Dr Simon Marginson has given this year’s R. Douglas Wright Lecture at Melbourne University. His insights proved to be very thought-provoking in his analysis of where Australian Universities are in the global pecking order.

“I’ve realised that academic cultures in Australia really are a bit patchy, with some major exceptions. There are areas in Australia which are super good — biomedical sciences, plant and animal science, clinical medicine and research.

“There’s not a general lack of ability, but too many areas don’t perform as well as the other English-speaking countries in research citations.”

The paper says Australia harbours “pockets of high excellence in certain sub-fields”, but citation quality is inconsistent at the field level, with universities boasting stronger management than academic cultures.

Dr Marginson said this reflected a broader anti-intellectual culture in the Australian populace. “It’s still making a transition from that starting point to a more balanced view of knowledge and the importance of it.

Putting his opinion into a global and economic perspective is the fact that international students are currently Australia’s 3rd largest export industry. The rise in popularity of Australia as a destination was driven by the often superior opportunities for education that students received when attending an Australian University.

As would be expected, China recognised the economic opportunity of developing this billion dollar industry within their country. As such, China is now home to 2 of the top 100, and 12 in the top 500 Universities from around the world. This compared to Australia having 6 in the top 100.

As Simon so aptly presented, the question must be posed of how China’s advancement into education will impact the future education market in Australia.

 

 

According to Simon, Australian universities have considerable strengths. They are “well to very well run”, use their physical assets competently and are “exceptionally good” at managing large student intakes from Asia.

Many also have been active and successful in Asia, Dr Marginson notes in a new paper. Australia’s share of 23 universities in the world top 500 is “exceptional given the size of the country”.

But the sector is characterised by large, look-alike universities where the policy settings — such as caps on domestic fees and the absence of dedicated funding streams for elite research — elevate the middle rank but flatten the top tier. The “distinctive Australian approach to inter-institutional equity” has spawned a “one-dimensional sector”, unlike other countries that “have more variety in mission”.

Instead of offering “de-bundled specialist products”, as in the retail industry, Australia’s multipurpose universities “jostle for broad market coverage at the centre of large demand pools in each state capital — in the manner of free-to-air commercial television”.

“University strategists know that if they innovate and the innovation fails they will lose ground.

“It is safer to follow a common and predictable path.

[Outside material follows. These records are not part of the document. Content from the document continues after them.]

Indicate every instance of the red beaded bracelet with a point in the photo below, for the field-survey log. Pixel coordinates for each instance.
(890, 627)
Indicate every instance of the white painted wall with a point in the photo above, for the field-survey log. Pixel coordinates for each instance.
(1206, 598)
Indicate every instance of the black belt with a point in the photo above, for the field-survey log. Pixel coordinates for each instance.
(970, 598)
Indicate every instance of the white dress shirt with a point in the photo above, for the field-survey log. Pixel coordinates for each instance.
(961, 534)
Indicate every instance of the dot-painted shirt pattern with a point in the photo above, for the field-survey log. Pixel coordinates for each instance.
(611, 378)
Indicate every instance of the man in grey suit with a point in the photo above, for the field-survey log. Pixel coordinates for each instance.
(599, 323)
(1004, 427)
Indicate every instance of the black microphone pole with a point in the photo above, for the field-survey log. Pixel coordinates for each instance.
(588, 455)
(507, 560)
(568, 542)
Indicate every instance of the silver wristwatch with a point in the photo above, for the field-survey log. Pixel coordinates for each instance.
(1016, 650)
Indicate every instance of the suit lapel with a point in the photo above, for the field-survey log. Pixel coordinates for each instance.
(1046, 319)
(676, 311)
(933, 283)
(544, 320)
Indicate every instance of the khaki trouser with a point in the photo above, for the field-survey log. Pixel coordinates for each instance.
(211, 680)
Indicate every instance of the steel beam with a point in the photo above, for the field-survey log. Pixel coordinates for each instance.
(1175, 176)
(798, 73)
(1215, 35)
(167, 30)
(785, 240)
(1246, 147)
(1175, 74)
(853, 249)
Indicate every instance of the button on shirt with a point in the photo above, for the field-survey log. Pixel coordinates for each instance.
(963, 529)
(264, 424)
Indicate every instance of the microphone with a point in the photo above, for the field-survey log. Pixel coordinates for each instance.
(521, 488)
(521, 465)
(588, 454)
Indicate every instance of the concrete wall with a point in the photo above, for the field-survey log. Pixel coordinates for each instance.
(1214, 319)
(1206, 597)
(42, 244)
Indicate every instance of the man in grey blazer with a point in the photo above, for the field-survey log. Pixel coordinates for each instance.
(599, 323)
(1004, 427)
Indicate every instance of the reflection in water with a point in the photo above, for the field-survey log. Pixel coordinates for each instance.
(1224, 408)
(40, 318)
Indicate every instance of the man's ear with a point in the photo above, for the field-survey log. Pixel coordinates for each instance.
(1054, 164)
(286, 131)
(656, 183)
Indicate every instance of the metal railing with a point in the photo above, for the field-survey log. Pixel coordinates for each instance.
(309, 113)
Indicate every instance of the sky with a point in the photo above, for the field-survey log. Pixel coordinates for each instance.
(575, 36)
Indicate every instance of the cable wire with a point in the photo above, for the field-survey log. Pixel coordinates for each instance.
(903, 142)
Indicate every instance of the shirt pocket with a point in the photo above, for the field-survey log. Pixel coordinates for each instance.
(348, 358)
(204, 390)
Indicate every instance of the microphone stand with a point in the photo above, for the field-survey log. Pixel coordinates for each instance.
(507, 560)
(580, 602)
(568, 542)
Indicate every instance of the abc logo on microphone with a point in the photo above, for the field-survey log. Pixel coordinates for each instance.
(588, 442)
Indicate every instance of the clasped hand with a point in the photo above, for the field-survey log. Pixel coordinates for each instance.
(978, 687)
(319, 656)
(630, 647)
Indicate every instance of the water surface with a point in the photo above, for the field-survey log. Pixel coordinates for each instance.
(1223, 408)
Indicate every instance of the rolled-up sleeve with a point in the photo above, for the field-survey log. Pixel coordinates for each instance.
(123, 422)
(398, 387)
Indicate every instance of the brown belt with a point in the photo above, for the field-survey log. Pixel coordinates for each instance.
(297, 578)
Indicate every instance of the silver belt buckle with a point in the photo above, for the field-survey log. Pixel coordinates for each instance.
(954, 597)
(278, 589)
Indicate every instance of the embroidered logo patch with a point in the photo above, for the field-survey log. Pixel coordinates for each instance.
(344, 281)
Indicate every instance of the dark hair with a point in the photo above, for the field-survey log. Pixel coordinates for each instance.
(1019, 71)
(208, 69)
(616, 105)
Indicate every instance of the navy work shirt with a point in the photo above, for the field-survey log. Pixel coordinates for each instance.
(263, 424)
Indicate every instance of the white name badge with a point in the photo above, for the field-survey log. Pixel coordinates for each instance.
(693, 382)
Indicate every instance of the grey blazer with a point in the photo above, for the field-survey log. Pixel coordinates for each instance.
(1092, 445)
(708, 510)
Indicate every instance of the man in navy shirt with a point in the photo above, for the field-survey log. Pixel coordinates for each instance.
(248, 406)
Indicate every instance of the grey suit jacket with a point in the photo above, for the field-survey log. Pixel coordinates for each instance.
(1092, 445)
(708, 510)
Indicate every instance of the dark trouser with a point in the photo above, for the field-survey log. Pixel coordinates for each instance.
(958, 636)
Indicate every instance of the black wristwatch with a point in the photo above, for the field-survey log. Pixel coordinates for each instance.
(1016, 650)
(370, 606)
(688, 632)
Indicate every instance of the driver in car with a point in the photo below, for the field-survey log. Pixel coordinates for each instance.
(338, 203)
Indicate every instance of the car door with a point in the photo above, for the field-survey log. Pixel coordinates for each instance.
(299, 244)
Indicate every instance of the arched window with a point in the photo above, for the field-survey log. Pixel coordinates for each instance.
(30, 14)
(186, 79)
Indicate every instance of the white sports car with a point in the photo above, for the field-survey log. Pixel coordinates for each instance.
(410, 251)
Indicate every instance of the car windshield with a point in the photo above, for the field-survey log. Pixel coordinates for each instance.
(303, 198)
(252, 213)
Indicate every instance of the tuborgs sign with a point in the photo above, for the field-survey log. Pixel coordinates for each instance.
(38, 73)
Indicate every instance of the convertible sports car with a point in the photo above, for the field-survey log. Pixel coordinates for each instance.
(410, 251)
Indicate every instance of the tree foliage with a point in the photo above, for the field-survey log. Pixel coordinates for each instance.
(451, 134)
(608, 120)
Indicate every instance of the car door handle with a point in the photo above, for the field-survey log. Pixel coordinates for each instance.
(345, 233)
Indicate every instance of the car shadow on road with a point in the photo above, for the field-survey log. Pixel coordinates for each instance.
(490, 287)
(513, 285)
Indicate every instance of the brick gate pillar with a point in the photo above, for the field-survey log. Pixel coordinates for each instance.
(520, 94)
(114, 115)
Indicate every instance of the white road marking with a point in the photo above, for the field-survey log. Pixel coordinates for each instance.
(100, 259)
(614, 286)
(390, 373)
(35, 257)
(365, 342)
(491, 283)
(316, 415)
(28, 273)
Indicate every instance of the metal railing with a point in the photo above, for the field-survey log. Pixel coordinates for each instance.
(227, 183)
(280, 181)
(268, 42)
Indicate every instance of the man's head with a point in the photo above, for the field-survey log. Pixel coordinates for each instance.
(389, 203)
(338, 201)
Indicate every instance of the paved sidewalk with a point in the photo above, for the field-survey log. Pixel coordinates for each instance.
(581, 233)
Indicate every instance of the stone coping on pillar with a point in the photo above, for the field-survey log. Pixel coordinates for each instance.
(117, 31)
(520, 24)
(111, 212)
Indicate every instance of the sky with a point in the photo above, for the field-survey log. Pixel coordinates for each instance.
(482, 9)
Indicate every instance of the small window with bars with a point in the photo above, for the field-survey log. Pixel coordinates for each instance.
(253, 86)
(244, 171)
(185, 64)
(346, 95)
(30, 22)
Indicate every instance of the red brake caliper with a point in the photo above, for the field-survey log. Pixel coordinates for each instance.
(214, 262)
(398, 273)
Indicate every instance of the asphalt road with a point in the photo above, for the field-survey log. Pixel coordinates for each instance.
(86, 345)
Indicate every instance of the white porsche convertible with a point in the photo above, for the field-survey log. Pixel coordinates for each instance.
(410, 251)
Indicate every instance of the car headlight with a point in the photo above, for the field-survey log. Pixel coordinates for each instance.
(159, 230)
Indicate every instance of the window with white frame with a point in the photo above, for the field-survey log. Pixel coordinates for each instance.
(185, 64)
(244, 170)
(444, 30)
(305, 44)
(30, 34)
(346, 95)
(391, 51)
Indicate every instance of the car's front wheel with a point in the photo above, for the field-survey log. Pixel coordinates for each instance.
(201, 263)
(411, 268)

If one fails all will fail, and the pecking order stays the same.”

Click here to read a full transcript of Dr Marginson’s speech.

About Simon Marginson

Professor Simon Marginson was Professor of Higher Education in the Centre for the Study of Higher Education (Melbourne CSHE) at the University of Melbourne until November 2013. He is currently Professor of International Higher Education at the Institute of Education, University of London, UK. He is also an Honorary Professorial Fellow of the University of Melbourne CSHE. Simon Marginson is Joint Editor-in-Chief of Higher Education, the principal world scholarly journal in higher education studies. He specializes in higher education, and comparative and international education, being one of the world’s most highly cited social science researchers in these fields.